第318話 不在

 登校する間、とても嫌な気分だった。


 終始、外川はニヤニヤしながら俺のことを見てきているし……俺としてもどうすればいいかわからなかった。


 俺は思わずと側の方を見てしまう。


「……なんだ? さっきから」


「ん? なんでもないよ~。ただ、後田君のことを見ているだけ」


「……なんで俺のことを見ているんだ?」


「そりゃあ~、見たいからに決まっているでしょ~?」


 嬉しそうにそういう外川。俺はふと、修学旅行のことを思い出してしまう。


「……修学旅行のときも思ったんだが、なんでお前……、俺に構うんだ?」


 思わず俺は思ったことを聞いてしまった。外川はキョトンとした顔をする。


「言ったでしょ~? 僕と君は同類なんだ、って。同類のことは気にするに決まっているでしょ~?」


「……だから、その同類だってのがよくわからないんだ。俺とお前……、似ているか?」


「うん。似ているよ。二人で並んでいるとお似合いってくらいね」


 そう言って、外川は俺になぜか右手を差し出してくる。


「……なんだ。その手は」


「手。繋ごうよ」


「……はぁ? なんで?」


 思わず意味がわからなすぎて、なんで、と聞いてしまった。


「だって、修学旅行の時、繋いだじゃない」


「……あれはお前が半ば無理やり繋いできたんだろ? それに、俺は今、真奈美と――」


 そこまで言って、俺は言葉に詰まってしまう。昨日の写真のことが、頭に浮かぶ。


「前野さんと……何?」


 俺の頭の中を見透かしているかのように外川は嬉しそうに微笑む。俺は怒りを覚えたが……それ以上は何も言えなかった。
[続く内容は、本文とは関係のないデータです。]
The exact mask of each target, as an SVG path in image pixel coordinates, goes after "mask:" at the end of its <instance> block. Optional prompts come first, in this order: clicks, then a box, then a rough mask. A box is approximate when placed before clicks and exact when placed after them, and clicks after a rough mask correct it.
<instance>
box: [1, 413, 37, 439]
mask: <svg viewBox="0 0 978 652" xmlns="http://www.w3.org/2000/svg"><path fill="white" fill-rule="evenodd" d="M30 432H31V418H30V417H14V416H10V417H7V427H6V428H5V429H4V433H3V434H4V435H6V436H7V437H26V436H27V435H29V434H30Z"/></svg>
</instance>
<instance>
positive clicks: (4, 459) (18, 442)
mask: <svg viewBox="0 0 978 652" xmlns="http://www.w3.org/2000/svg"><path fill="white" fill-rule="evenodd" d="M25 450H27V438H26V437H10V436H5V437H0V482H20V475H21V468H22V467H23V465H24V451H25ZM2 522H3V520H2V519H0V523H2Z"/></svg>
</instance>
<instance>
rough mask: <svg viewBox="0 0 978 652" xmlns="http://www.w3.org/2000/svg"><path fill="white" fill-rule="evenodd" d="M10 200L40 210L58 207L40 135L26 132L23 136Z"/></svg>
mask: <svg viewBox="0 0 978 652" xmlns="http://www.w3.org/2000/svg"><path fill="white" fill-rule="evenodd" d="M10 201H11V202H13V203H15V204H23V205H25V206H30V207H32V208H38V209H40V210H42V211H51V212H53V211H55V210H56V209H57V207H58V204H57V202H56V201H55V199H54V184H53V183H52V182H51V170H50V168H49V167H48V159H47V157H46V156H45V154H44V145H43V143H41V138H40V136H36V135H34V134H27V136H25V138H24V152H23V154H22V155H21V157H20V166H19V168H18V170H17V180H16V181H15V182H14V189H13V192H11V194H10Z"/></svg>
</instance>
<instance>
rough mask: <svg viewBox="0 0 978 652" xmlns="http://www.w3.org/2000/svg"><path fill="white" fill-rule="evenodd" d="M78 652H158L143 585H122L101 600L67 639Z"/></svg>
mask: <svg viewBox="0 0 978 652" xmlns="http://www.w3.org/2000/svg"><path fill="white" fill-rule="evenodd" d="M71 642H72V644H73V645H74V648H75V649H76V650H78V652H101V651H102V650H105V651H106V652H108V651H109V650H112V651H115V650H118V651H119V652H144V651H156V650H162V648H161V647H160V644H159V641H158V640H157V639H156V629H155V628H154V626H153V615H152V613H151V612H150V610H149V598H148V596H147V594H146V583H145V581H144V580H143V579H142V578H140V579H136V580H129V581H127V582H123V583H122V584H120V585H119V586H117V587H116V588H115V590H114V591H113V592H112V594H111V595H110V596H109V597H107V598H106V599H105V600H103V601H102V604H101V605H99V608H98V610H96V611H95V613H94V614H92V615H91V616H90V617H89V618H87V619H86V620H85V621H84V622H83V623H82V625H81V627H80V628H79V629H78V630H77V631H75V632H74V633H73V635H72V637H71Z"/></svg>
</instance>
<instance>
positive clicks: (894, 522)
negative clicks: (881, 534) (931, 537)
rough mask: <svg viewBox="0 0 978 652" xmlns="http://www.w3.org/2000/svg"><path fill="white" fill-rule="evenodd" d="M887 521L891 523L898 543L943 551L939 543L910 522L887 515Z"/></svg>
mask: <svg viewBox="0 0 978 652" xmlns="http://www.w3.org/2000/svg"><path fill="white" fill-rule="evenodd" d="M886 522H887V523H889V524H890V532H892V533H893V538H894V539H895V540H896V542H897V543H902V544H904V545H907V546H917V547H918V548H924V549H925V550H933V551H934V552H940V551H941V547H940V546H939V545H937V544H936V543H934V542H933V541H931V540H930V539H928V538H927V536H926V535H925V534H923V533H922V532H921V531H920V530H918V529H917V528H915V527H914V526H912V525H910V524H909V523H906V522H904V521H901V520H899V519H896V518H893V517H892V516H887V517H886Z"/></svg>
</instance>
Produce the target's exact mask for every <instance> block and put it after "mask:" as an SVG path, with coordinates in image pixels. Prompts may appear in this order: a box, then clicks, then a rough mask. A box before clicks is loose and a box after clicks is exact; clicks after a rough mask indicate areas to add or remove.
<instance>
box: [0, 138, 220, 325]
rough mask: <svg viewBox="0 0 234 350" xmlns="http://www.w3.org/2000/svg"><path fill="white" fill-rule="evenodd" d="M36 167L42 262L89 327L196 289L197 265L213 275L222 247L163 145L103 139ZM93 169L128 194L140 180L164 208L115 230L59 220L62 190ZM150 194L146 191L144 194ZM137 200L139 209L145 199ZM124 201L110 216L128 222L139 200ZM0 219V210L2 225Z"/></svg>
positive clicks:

「まぁ、いいよ。今はね。きっと、そのうち、後田君の方から手を繋ごうって言ってくると思うよ?」


「……そんなことは、あり得ない」


 俺は即座に否定すると、外川は嬉しそうにしながら、俺のすぐ近くに寄ってくる。


「いや、もしかすると、手を繋ぐよりも先のことも……あるかもね?」


 俺はそれ以上は何も言わずに、学校への道を急いだ。


 ただ、俺としては教室に入るのが気まずかった。


 もしも、仮にだが……真奈美の方が先に登校していたらどうする? 俺は真奈美ではなく、外川と一緒に登校してきたということが、真奈美自身にもわかってしまう。


 ……いや。今日はいつもの時間に来ていない以上、真奈美は俺よりも遅く登校してくる……、そう確信しながら、俺は教室に入る。


「僕と君で一緒に教室に入ったら、前野さん、どう思うかな?」


 またしても、嬉しそうにそういう外川。俺は回答せずに、真奈美はいないと思いながら、そのまま教室に入った。


「……いない」


 と、教室に入ると、やはり、真奈美はまだ来ていなかった。


「ありゃ~、残念だなぁ~」


 そう言ってニヤニヤしながら外川は自分の席につく。


 真奈美はまだ来ていないようだが……どうしてこんな遅いのだろう?


 俺はなんだか、無駄に不安になってしまうのだった。